Allowing citizens without criminal records or histories of significant mental illness to carry concealed weapons deters violent crimes. That is the finding of an analysis of 16 years of data from all the counties in the United States. Right-to-carry laws also result in no significant increase in accidental deaths from handguns.
After adjusting for differences in crime rates and other variable factors, the nationwide data show that, if those states without right-to-carry laws had adopted them in 1992:
Murders would have fallen by 8.5 percent, rapes by 5 percent and aggravated assaults by 7 percent.
This means that at least 1,570 murders, 4,177 rapes and more than 60,000 aggravated assaults would have been avoided yearly.
Adoption of right-to-carry laws would give many criminals an incentive to shift into less risky property crimes (burglary, larceny and auto theft), where the contact between the victim and the criminal is likely to be minimal, and away from violent crimes. Property crimes would increase an estimated 2.7 percent, or 247, 165 yearly.

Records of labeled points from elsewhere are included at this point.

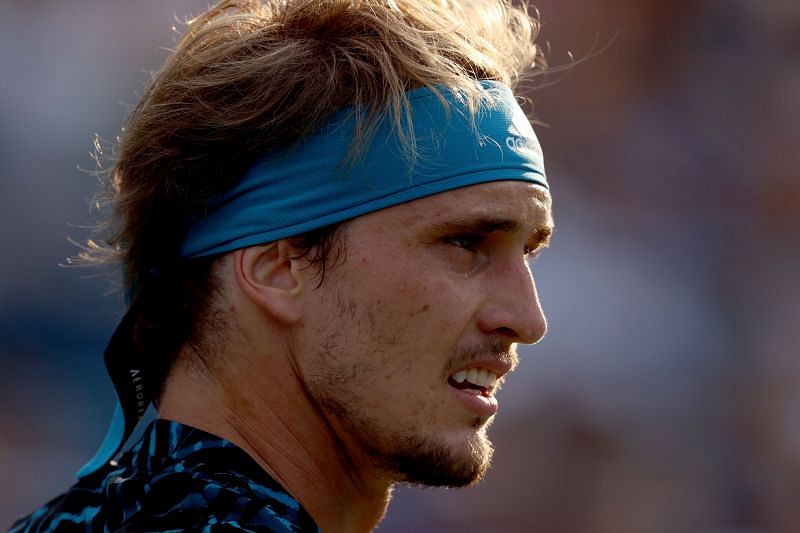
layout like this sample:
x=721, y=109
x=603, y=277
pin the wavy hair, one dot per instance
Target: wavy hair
x=248, y=77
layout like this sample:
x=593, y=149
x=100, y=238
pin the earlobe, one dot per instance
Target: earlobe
x=268, y=276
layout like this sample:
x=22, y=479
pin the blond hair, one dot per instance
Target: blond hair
x=248, y=77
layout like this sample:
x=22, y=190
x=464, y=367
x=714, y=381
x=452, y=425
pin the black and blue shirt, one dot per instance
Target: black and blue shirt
x=176, y=478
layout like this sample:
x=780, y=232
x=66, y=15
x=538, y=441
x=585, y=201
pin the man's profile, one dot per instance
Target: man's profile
x=324, y=212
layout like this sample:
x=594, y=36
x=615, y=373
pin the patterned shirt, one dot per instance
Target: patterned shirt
x=176, y=478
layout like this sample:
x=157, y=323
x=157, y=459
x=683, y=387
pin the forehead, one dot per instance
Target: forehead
x=525, y=203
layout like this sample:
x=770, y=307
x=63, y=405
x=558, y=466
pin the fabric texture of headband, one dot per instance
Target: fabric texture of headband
x=310, y=186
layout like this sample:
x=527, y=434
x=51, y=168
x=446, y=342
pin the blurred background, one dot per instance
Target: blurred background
x=666, y=396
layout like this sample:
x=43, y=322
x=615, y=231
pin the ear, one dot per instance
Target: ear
x=269, y=276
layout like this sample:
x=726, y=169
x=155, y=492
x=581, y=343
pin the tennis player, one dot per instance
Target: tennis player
x=325, y=212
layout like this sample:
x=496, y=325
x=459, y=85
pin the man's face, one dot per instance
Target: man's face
x=404, y=343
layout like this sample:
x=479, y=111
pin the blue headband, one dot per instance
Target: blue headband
x=293, y=191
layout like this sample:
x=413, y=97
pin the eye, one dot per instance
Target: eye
x=466, y=241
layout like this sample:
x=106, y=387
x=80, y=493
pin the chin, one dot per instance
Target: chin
x=437, y=462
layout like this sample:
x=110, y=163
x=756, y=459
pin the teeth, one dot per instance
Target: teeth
x=477, y=376
x=460, y=376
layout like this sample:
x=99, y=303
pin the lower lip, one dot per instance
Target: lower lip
x=477, y=404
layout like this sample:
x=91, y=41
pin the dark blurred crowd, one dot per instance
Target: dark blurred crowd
x=666, y=396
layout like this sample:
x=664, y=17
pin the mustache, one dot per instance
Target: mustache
x=495, y=349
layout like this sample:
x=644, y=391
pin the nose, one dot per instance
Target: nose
x=512, y=308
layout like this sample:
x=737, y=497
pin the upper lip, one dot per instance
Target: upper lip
x=493, y=364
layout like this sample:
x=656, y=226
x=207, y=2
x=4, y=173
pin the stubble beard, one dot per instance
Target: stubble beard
x=406, y=454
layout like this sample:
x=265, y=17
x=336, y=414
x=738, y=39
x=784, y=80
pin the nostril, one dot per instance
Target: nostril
x=507, y=332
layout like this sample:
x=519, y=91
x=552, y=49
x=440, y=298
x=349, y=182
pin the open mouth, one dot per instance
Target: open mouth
x=478, y=381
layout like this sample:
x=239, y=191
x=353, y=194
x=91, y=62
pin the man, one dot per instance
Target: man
x=325, y=212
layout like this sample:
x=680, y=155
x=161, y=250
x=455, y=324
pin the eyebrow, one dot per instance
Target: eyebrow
x=482, y=225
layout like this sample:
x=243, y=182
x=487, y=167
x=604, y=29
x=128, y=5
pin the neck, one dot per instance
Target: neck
x=272, y=417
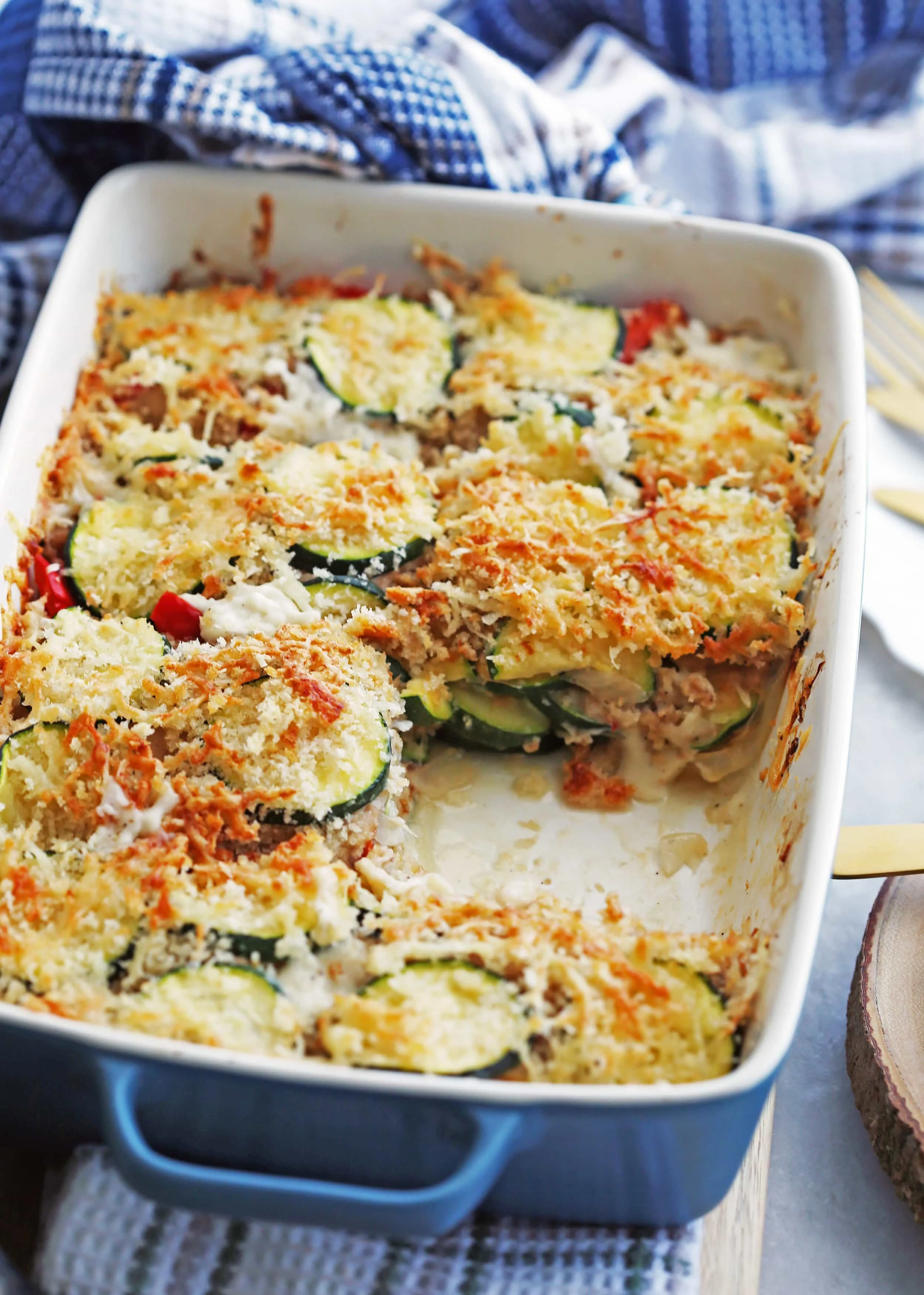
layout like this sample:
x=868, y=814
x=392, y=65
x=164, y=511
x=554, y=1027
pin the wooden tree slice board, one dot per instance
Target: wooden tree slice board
x=886, y=1035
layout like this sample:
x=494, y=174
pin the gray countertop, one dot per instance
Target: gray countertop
x=834, y=1224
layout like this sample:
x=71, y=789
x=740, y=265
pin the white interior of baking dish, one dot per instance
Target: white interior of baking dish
x=479, y=821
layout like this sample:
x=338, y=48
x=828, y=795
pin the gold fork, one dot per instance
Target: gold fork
x=895, y=352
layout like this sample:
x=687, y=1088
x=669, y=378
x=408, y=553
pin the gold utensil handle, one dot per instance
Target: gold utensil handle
x=880, y=851
x=906, y=503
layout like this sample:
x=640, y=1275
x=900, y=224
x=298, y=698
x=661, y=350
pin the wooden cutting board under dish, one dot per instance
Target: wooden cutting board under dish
x=886, y=1035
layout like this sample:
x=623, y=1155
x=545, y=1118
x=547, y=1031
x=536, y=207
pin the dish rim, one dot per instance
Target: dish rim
x=826, y=800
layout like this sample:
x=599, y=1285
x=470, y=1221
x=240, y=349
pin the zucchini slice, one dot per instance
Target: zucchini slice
x=31, y=766
x=618, y=675
x=493, y=722
x=349, y=780
x=382, y=355
x=341, y=596
x=573, y=708
x=416, y=746
x=350, y=511
x=442, y=1018
x=547, y=442
x=85, y=664
x=545, y=344
x=225, y=1006
x=709, y=1018
x=428, y=701
x=356, y=560
x=734, y=708
x=113, y=552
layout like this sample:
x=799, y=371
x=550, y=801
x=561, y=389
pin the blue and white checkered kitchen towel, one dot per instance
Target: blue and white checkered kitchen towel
x=800, y=113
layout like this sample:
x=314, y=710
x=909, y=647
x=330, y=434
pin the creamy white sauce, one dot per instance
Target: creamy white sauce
x=328, y=907
x=250, y=609
x=310, y=414
x=607, y=450
x=751, y=355
x=122, y=823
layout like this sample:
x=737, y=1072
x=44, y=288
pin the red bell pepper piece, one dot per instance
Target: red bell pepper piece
x=175, y=617
x=643, y=323
x=52, y=586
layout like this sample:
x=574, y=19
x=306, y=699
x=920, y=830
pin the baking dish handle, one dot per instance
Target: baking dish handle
x=386, y=1211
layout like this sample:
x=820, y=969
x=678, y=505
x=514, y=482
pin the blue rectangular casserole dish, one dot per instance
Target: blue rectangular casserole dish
x=410, y=1154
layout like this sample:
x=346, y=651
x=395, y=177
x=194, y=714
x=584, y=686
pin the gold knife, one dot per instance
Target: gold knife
x=891, y=850
x=903, y=404
x=906, y=503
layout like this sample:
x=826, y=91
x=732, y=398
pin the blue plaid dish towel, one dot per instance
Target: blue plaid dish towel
x=799, y=113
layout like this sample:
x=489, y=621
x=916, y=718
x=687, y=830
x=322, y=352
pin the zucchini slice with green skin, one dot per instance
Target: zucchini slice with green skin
x=261, y=948
x=350, y=785
x=341, y=596
x=711, y=1018
x=530, y=688
x=113, y=552
x=106, y=660
x=223, y=1004
x=492, y=722
x=517, y=660
x=382, y=355
x=736, y=708
x=428, y=701
x=441, y=1018
x=31, y=761
x=573, y=708
x=356, y=563
x=629, y=679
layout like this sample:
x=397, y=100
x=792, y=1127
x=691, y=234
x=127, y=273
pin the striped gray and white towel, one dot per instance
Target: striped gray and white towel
x=101, y=1238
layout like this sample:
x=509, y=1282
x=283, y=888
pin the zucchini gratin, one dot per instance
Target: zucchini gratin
x=289, y=539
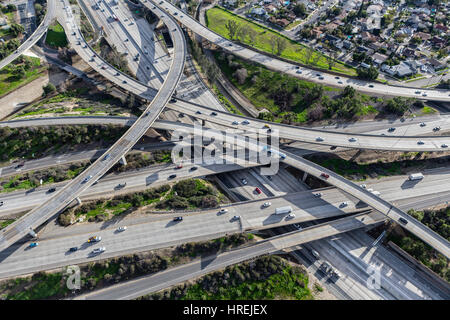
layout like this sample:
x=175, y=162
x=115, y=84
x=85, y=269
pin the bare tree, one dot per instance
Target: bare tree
x=232, y=27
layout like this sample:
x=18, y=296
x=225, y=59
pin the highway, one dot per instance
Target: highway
x=67, y=194
x=290, y=68
x=34, y=38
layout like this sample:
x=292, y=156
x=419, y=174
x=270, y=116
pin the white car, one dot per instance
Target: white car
x=98, y=250
x=290, y=216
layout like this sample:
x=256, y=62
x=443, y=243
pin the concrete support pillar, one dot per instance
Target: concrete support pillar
x=305, y=175
x=32, y=233
x=123, y=161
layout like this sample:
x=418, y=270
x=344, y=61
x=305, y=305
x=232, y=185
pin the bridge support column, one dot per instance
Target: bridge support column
x=123, y=161
x=305, y=175
x=32, y=233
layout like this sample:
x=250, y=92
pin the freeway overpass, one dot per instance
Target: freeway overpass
x=62, y=198
x=34, y=38
x=290, y=68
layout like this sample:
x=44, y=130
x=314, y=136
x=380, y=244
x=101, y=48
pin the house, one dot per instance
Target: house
x=378, y=58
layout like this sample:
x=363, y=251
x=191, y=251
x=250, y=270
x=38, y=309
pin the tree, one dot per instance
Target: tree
x=232, y=27
x=281, y=44
x=367, y=73
x=49, y=88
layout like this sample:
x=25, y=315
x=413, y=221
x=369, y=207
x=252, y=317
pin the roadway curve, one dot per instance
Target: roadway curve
x=289, y=68
x=34, y=38
x=62, y=198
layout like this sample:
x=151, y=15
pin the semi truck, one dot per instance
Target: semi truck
x=282, y=210
x=416, y=176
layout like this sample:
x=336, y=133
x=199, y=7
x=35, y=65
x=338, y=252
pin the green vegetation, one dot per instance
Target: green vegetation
x=268, y=277
x=109, y=271
x=22, y=71
x=191, y=193
x=56, y=37
x=35, y=142
x=234, y=27
x=438, y=221
x=291, y=100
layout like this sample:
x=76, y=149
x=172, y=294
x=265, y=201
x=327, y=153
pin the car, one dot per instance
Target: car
x=33, y=244
x=98, y=250
x=94, y=239
x=343, y=204
x=315, y=254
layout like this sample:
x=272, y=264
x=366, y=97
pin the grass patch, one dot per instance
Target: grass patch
x=56, y=37
x=216, y=19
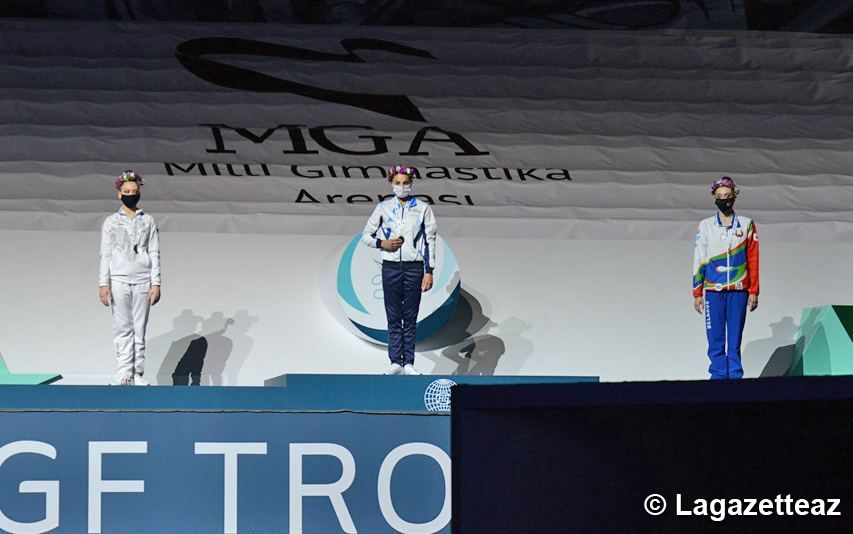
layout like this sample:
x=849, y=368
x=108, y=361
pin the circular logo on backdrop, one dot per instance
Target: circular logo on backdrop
x=437, y=395
x=359, y=284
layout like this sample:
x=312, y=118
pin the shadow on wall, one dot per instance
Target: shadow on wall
x=472, y=344
x=777, y=350
x=205, y=351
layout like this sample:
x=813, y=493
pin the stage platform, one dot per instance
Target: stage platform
x=311, y=453
x=654, y=457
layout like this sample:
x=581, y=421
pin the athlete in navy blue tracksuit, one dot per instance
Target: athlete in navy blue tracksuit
x=404, y=229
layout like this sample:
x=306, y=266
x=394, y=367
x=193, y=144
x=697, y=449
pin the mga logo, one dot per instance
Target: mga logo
x=359, y=284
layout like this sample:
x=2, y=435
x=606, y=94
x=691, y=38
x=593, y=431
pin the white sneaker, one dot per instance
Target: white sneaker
x=122, y=379
x=395, y=369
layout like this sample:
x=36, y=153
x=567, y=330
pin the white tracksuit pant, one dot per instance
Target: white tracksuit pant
x=130, y=317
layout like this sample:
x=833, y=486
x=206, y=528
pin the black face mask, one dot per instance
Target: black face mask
x=130, y=200
x=725, y=204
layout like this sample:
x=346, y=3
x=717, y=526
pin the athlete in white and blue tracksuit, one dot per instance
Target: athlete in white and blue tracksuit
x=404, y=230
x=725, y=271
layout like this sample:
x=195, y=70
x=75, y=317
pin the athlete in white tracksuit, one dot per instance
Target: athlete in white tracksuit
x=129, y=277
x=403, y=228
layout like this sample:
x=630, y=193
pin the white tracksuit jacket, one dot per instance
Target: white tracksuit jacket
x=414, y=221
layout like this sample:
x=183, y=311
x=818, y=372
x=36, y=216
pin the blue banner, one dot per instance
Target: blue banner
x=134, y=472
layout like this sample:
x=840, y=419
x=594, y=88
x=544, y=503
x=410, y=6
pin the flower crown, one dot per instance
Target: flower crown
x=725, y=181
x=129, y=176
x=400, y=169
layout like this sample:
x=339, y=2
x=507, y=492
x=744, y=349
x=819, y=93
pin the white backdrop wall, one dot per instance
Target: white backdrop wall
x=581, y=276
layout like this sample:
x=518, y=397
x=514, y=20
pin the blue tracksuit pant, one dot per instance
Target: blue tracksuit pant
x=725, y=315
x=401, y=285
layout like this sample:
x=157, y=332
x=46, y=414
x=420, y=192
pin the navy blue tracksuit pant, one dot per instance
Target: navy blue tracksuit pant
x=401, y=285
x=725, y=315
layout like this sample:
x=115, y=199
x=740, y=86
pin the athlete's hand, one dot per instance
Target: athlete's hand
x=105, y=295
x=752, y=302
x=154, y=296
x=392, y=244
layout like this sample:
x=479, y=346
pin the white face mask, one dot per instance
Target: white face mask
x=403, y=191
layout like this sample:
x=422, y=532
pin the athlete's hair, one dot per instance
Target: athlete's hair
x=725, y=181
x=401, y=169
x=129, y=176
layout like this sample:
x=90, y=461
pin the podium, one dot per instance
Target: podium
x=398, y=394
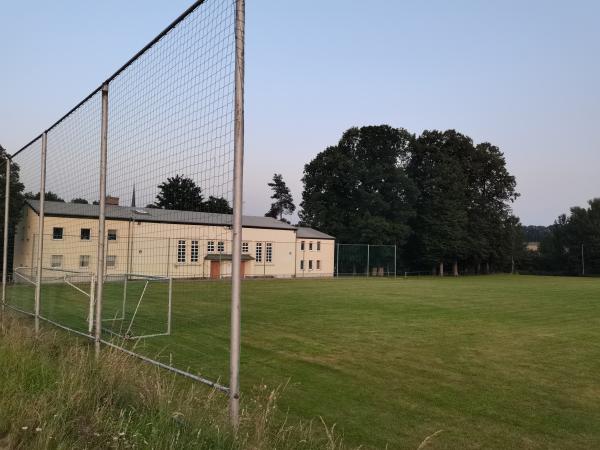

Balancing the costs of violent crimes against those of property crimes, the estimated gain from allowing concealed handguns would have been more than $6.2 billion yearly, if states without right-to-carry laws had adopted them in 1992.
Implementing the law would have resulted in about nine more accidental handgun deaths nationwide, which statistically is not significantly different from no more accidental deaths.
The controlled analysis used crime statistics for all 3,054 counties in the United States between 1977 and 1992. It found that the passage of concealed handgun laws did not affect all counties equally, even within a state.
Violent crimes fell by a greater percentage and property crimes rose by a greater percentage in counties with large populations.
Concealed weapons laws have a much greater deterrent effect on murder, -blam!- and aggravated assault in counties with high crime rates, and on robbery and property crimes in counties with low crime rates.
Prior to 1977, nine states had laws requiring the issuance of permits to carry concealed weapons to qualified persons. Ten states adopted such laws between 1977 and 1992.